What is Hadoop?
As i mentioned in a previous post Hadoop is a big data computing framework
What is a Raspberry Pi?
RPi is a small, inexpensive (34 euros) ARM based computer (yes, a computer not a just a board !). It is meant primarily as an educational tool.
Is Hadoop on the Pi for production ?
Compute performance is very poor.
The main aim for this experience is to learn how to set up a Hadoop cluster using the cheapest method witch happens to be the RPIs.
The same methode can be used to other non-RPI based clusters.
Could I use this guide to setup a non-Raspberry Pi based (Real) Hadoop Cluster?
4x Raspberry Pis
1x 8 port 10/100 Switch
1x Powered 4 port USB hub
4x 2′ Cat 5 cables
4x 2′ USB “power” cables
4x Class 10 8GB SDHC Cards
for powering up the Pis i used the iPad power plug since it offers 220V to 5V-2.1 A, each PI consume up to 500mA, 4*500 = 2A.

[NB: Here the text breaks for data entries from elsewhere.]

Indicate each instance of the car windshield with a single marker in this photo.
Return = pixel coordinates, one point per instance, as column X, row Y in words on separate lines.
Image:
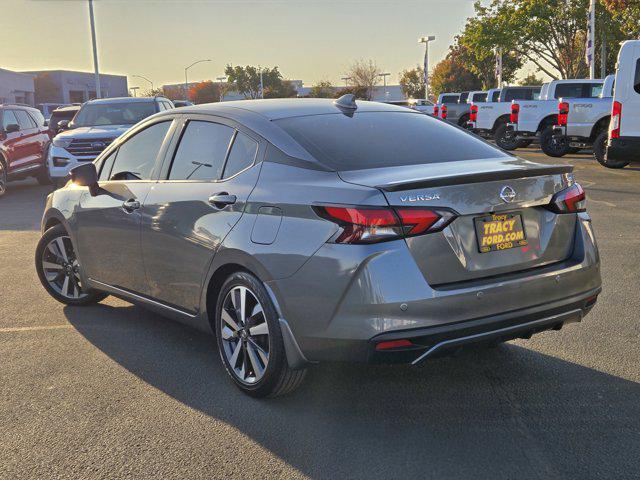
column 113, row 113
column 377, row 139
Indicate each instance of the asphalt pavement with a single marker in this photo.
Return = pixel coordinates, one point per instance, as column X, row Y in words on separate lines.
column 113, row 391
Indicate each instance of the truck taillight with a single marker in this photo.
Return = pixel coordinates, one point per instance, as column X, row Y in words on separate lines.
column 473, row 114
column 563, row 113
column 616, row 117
column 515, row 111
column 379, row 224
column 569, row 200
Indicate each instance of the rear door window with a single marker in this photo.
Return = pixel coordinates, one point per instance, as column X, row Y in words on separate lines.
column 241, row 156
column 383, row 139
column 201, row 152
column 24, row 120
column 137, row 156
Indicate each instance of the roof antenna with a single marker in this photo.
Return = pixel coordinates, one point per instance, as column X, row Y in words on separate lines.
column 346, row 102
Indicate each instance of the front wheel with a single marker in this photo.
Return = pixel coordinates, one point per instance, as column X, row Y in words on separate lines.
column 250, row 340
column 59, row 270
column 506, row 138
column 553, row 145
column 600, row 153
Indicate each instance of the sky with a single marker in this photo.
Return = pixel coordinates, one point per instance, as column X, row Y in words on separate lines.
column 309, row 40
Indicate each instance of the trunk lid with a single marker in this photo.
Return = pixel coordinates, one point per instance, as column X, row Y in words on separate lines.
column 472, row 189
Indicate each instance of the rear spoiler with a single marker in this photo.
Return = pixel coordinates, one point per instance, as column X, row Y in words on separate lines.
column 476, row 177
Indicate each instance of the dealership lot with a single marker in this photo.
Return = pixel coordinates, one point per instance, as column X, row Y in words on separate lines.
column 114, row 391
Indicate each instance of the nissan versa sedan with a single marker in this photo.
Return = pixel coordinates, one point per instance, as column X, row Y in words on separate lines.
column 307, row 230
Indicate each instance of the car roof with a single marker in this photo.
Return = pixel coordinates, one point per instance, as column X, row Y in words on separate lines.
column 279, row 108
column 121, row 100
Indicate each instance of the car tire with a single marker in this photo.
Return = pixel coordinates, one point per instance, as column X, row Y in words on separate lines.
column 600, row 152
column 3, row 177
column 250, row 340
column 553, row 146
column 58, row 269
column 505, row 139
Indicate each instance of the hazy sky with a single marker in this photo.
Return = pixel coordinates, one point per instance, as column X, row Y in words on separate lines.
column 308, row 40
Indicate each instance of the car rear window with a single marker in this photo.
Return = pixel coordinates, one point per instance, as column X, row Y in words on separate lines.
column 384, row 139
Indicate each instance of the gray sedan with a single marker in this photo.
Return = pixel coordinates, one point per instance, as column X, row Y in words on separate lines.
column 308, row 230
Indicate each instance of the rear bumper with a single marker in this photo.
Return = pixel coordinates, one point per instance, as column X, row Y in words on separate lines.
column 436, row 341
column 623, row 148
column 347, row 299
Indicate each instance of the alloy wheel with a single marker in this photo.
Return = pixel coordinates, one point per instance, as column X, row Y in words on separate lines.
column 61, row 268
column 244, row 334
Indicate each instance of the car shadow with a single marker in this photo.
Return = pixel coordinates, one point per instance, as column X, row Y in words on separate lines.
column 508, row 412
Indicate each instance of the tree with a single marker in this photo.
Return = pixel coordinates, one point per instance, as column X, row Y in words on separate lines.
column 322, row 89
column 204, row 92
column 364, row 75
column 531, row 79
column 412, row 82
column 246, row 80
column 453, row 75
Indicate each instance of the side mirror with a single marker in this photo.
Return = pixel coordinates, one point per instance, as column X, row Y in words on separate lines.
column 86, row 176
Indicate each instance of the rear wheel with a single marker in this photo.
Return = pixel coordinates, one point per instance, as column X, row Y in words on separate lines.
column 553, row 145
column 3, row 177
column 600, row 152
column 250, row 340
column 506, row 138
column 59, row 270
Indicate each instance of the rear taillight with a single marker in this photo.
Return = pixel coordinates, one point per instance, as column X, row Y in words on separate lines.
column 569, row 200
column 616, row 117
column 372, row 224
column 473, row 114
column 563, row 113
column 515, row 111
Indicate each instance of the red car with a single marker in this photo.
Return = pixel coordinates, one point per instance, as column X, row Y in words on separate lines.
column 23, row 141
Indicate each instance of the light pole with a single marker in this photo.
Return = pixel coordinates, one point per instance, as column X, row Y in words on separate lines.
column 384, row 79
column 426, row 41
column 144, row 78
column 95, row 50
column 220, row 80
column 186, row 82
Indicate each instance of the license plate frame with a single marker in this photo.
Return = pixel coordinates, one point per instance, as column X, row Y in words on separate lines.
column 508, row 231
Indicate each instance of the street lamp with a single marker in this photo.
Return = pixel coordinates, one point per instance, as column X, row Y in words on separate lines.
column 220, row 80
column 186, row 82
column 144, row 78
column 384, row 79
column 426, row 41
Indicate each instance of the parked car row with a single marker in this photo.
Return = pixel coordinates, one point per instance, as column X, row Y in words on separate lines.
column 565, row 116
column 31, row 146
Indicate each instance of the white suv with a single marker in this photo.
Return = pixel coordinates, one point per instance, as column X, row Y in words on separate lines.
column 94, row 127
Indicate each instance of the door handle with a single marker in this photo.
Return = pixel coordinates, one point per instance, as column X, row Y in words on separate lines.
column 221, row 200
column 131, row 205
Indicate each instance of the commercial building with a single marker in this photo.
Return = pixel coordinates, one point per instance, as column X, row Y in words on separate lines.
column 16, row 87
column 64, row 86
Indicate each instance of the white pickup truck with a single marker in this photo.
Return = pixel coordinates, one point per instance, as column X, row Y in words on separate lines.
column 623, row 145
column 490, row 119
column 582, row 123
column 529, row 118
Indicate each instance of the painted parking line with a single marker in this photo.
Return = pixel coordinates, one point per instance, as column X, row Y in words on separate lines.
column 35, row 329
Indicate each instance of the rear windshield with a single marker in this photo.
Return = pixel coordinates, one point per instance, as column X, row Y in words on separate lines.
column 384, row 139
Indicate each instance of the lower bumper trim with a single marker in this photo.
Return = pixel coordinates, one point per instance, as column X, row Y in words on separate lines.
column 536, row 325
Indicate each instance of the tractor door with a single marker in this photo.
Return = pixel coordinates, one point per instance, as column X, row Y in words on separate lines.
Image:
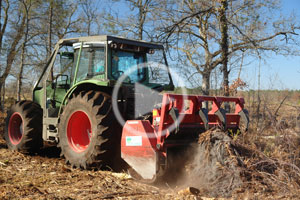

Total cost: about 230 euros.
If you are looking for more performance you can buy one of these *_* !
Before starting some useful links i used to write this guide:
Running hadoop on ubuntu linux (multi node cluster)
Running hadoop on ubuntu linux (single node cluster)
Raspberry Pi Preparation
We’ll do the master node by itself first so that this guide can be used for a single or multi-node setup.
RPI OS install and configuration
- Download the “Raspbian wheezy” image from here and follow these directions to set up your first SD card. Soft-float isn’t necessary.
- Hook up a monitor and keyboard and start up the device by connecting up the USB power.
- When the Raspberry Pi config tool launches, change the keyboard layout first. If you set passwords, etc. with the wrong KB layout you may have a hard time with that later.
- Change the timezone, then the locale. (Language, etc.)
- Change the default user password
- Configure the Pi to disable the X environment on boot. (boot_behavior->straight to desktop->no)
- Enable the SSH Daemon (Advanced-> A4 SSH) then exit the raspi-config tool
- Reboot the Pi. (sudo reboot)
Before advancing with the PI you have to Split the Memory so the rest of the none used space can be used as a hard-drive.
Each node must have a unique name and static IP. you can use the Debian instructions since the Rasbian build is based on it.
Change the machine host name first:
sudo nano /etc/hostname